Their wide height range can start as low as 12 inches and go up to 6 feet.
They thrive in full sun, prefer well-drained, sandy soils although they can grow nicely in heavy clay soils - but adding some sand or peat moss would be a good idea. Tender bulbs, they are hardy to USDA Zone 8 where they can be cut back and left in the ground to overwinter. In colder areas, they will have to be lifted after the first harsh frost and stored over the winter.
Both types have double flowers with long pointed ray petals that revolute or roll back along half their length, giving the flowers a spiky look. Most cultivars reach a height of more than 40 inches.
These are double dahlias with broad, flat-tipped petals that are sometimes wavy. The flowers are normally large and the plants easily top 40 inches tall, though there are even taller varieties. They can be formal with flat petals evenly and regularly placed throughout the flowers, or informal with generally flat petals, sometimes slightly rolled at the tips, but with irregular arrangement of formation.
Pompon and Ball Dahlias feature relatively small, fully double, globe-shaped flowers with petals blunt or slightly rounded at their tips. How not to marvel at the perfect petal arrangement of these dahlias? They display an infinite swirl of florets with fold upon fold of incredibly flawless petals.
Anemone Dahlias feature an outer ring of flat ray petals arranged in a wreath and surrounding masses of tiny, elongated disk florets which form an intriguing floral pincushion. Collarette Dahlias are small to medium flowers with large flat ray petals surrounding an open center. Within the ray and surrounding the center is a wreath of shorter petals, often of a different color: this forms the “collar.”
Single Dahlias feature blooms with a single row of flat or slightly cupped ray florets arranged in a flat plane, uniformly overlapping, preferably in the same direction with no gaps.
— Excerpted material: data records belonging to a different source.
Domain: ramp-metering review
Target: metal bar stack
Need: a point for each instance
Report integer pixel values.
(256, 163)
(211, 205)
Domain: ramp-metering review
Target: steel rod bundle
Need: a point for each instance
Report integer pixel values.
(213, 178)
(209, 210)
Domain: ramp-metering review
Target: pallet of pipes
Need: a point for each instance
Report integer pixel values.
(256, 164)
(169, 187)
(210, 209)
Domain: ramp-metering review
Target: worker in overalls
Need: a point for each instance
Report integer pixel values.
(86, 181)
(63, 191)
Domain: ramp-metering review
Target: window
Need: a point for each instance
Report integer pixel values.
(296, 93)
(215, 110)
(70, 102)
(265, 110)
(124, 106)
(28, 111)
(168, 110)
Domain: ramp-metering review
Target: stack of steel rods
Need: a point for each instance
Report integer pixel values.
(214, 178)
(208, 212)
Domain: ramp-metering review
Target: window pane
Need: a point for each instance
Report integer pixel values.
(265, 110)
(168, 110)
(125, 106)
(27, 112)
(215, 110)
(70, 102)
The disc flowers may have up to three rows of bright yellow or orange pollen and the blooms are over two inches in diameter (5 cm). Pollinators love these Single-Flowered Dahlias! If you want to provide something special for bees, butterflies or other pollinating insects still active in late summer of fall, choose a Single Dahlia!
Mignon Dahlias possess the same formation as Single Dahlias except they have round ray floret tips, their disc flowers have no more than two rows of pollen and their blooms are under two inches in diameter. Perfect for small gardens or container display, Single Dahlias include the highly prized Dark-Leaved Dahlias with their masses of stunning flower colors which contrast strikingly with their deep mahogany to black foliage. Effect in the garden guaranteed!
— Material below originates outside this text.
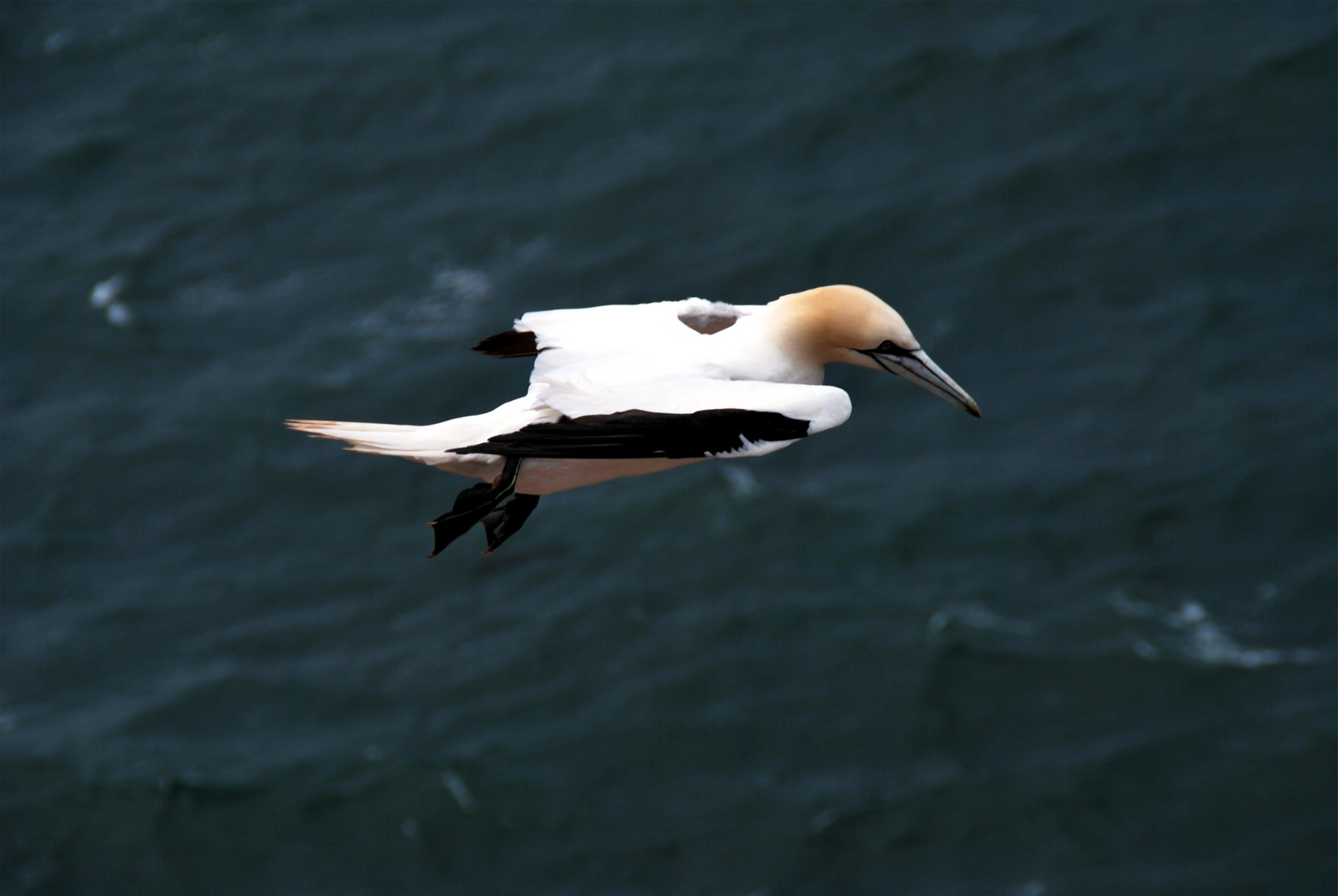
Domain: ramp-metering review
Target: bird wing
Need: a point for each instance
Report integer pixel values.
(670, 417)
Peony Dahlias are open centered flowers with two or more rows of petals surrounding a disc. For many years the most popular Peony-flowered dahlia was a cultivar called D. ‘Bishop Llandaff’, an heirloom variety that dates back to 1927. It has open deep-red flowers with nearly black, mahogany foliage.
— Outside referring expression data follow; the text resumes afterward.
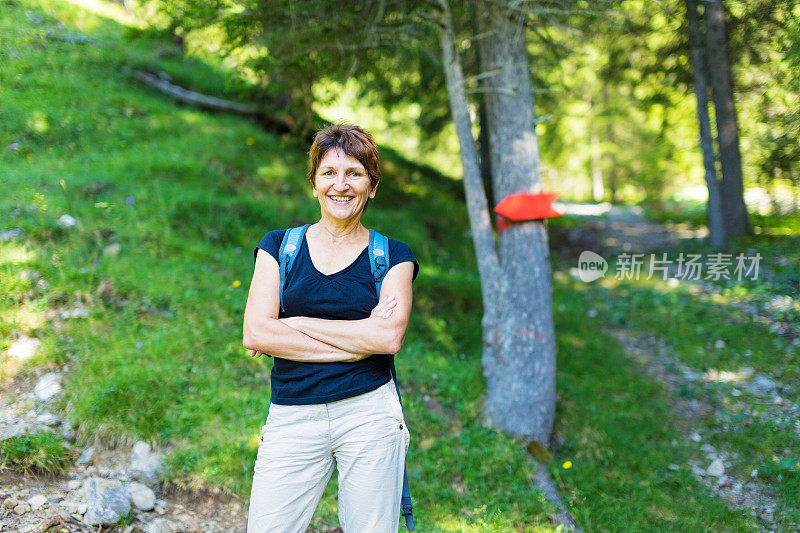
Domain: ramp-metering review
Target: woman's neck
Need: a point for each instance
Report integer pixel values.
(338, 232)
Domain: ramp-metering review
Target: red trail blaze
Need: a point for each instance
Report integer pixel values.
(524, 206)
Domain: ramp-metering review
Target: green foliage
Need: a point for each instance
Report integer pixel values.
(38, 453)
(159, 355)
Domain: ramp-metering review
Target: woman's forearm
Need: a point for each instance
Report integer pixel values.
(366, 336)
(277, 339)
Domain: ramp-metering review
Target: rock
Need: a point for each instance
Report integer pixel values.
(66, 221)
(10, 502)
(24, 348)
(112, 250)
(67, 433)
(37, 501)
(107, 501)
(159, 525)
(761, 386)
(48, 419)
(716, 468)
(86, 456)
(142, 497)
(47, 386)
(145, 464)
(161, 506)
(10, 234)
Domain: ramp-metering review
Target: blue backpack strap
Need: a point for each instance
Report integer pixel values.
(406, 508)
(378, 257)
(379, 264)
(288, 252)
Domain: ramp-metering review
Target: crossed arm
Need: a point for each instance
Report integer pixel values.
(325, 341)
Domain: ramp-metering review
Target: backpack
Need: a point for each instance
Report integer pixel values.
(379, 264)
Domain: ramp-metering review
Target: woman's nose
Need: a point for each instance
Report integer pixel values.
(341, 181)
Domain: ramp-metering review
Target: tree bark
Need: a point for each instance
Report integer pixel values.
(716, 224)
(598, 192)
(477, 206)
(732, 189)
(521, 385)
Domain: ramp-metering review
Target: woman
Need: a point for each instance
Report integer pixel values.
(333, 401)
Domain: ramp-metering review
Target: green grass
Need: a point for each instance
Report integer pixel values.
(38, 453)
(691, 326)
(170, 202)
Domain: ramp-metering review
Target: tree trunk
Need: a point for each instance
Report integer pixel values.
(498, 365)
(477, 206)
(716, 225)
(521, 386)
(733, 207)
(598, 192)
Orchid Dahlias are also open centered flowers with one ray of florets surrounding a disc (Single Orchid) or a fully double bloom showing no disc (Double Orchid). The florets involute for two-thirds or more of their length.
This diverse group includes all varieties that do not fall into one of the above groups.
- Laciniated or fimbriated Dahlias present petals that are split at the end into two or more divisions.
- Stellar Dahlias present decorative shaped flowers with petals being creased causing them to be narrow and involute with a slight recurve to the stem.
- Waterlily Dahlias have fully double blooms characterized by broad and generally sparse ray florets, which are straight or slightly involute along their length giving the flower a shallow appearance.
- Dinner Plate Dahlias exhibit huge and magnificent blooms. They are unbelievably large - up to 12 in. across (30 cm) - and will bloom continuously from July until the first touch of frost. This is not an official classification, in fact, these robust dahlias are registered under several different classifications.